Thank you very much, Mr. Chair.
Thank you, Mr. Chair, for this opportunity to appear before you today.
I'm here as CEO of the Canadian Real Estate Association, which represents 86,000 realtors in Canada who contribute to the economy and the life in their communities, large and small, throughout our country.
Mr. Chair, each committee member has received a copy of our pre-budget recommendation. I hope the committee will support our recommendations on the federal housing policy.
Mr. Chairman, you asked us to address the theme of Canada's place in a competitive world. You asked us, and I quote, “What specific federal tax and/or program spending measures should be implemented in the upcoming budget to ensure that our businesses are competitive?”
To answer your question, we propose an income tax amendment that we have researched, developed, and advocated for several years now. That is the deferral of capital gains tax when an investment property is sold and the proceeds of the sale are reinvested in another property within one year.
The latest results from the World Economic Forum indicate that Canada's global economic stature is slowly eroding. On the World Economic Forum index that measures global competitiveness, Canada fell from thirteenth to sixteenth place over the last year. Among the reasons for the slide are Canada's high taxes and a banking system that does not encourage the free flow of investments to a variety of assets. The small investors are particularly disadvantaged. Canada is not leveraging its wealth to maintain its capital advantage.
Our proposal responds to those issues. Reinvestment in income property is an effective means to leverage some of this wealth, with a view to providing the quality environments required to sustain economic prosperity. Virtually the only criticism of the rollover concept has focused on the potential losses to the treasury for deferred tax revenues. But please note, this is not a deferral and not foregone revenue.
As the population ages and the number of productive taxpayers inevitably drops, anything that adds to the volume of tax revenue in the future must be considered prudent. Mainly, though, the cost argument overlooks the economic and social benefits generated by investment activity. These benefits aren't always easy to quantify, but let's be clear: today investors are sitting on their investments because of the tax consequences of selling. They are not selling. As a result, the government is not getting capital gains tax revenue.
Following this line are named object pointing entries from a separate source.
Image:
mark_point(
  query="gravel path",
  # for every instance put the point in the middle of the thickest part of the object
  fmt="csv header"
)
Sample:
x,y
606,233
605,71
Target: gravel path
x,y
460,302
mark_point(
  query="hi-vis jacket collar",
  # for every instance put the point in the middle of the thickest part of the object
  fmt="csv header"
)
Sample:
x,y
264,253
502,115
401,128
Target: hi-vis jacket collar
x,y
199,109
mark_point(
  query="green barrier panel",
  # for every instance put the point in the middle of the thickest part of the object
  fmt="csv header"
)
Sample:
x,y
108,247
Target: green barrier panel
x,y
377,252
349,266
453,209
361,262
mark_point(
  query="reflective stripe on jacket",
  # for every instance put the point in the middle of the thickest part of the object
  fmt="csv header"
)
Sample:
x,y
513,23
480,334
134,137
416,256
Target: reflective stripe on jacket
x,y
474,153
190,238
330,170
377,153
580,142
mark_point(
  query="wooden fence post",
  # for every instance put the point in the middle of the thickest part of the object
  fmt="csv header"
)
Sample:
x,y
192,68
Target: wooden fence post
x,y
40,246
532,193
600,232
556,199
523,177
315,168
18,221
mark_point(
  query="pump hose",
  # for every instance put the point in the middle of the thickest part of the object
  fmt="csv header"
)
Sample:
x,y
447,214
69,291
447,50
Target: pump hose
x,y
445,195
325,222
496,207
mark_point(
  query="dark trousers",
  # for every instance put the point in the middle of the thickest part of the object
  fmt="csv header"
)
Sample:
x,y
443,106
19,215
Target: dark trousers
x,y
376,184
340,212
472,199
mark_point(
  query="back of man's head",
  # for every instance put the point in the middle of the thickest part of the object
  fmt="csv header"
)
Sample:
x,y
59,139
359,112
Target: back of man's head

Our commercial members provide us with examples of properties that could greatly enhance the neighbourhood. We simply live in them. They don’t change hands and are never improved upon. They could be part of the solution rather than promoting stagnation and deterioration.
The sale of investment properties triggers economic spinoffs. Small investors typically undertake renovations when they invest. To expand the volume of investment is to expand the volume of renovations and other purchases. Our proposal also helps to underpin the pace of labour mobility. This is particularly important in the light of economic activity in western Canada.
Canadians are increasingly migrating to where jobs exist. They should be able to migrate their assets with them. Households can move their furniture and belongings, including their stocks and bonds, but not their real estate investments without substantial tax consequences.
The minister has spoken about a pro-growth strategy. He has talked about liberating the forces of investment as a key to economic competitiveness. Our proposal is a natural component of such a strategy. It has the potential to help revitalize our communities and contribute to wider economic prosperity.
With me today is Dr. James McKellar, a professor and director of the program in real estate property at the Schulich School of Business at York University. Dr. McKellar has worked with us on this issue for a number of years. We are now ready to work with the government to help design an appropriate rollover of capital gains tax for investors.
The second recommendation is to increase the RRSP withdrawal limits under the national homebuyers plan. These limits were set back in 1992, and should be adjusted every five years to account for inflation. We're asking the committee to recommend that a maximum loan amount be raised from $20,000 to $25,000 to account for inflation.
The third recommendation we would like to highlight is the continuation of federal funding for the residential rehabilitation assistance program, or RRAP. The current federal funding ends in March 2007. We're asking this committee to recommend a further three-year extension of RRAP funding to 2010.
Thank you, Mr. Chair, for considering our comments. James McKellar and I would both be glad to answer any questions you may have today.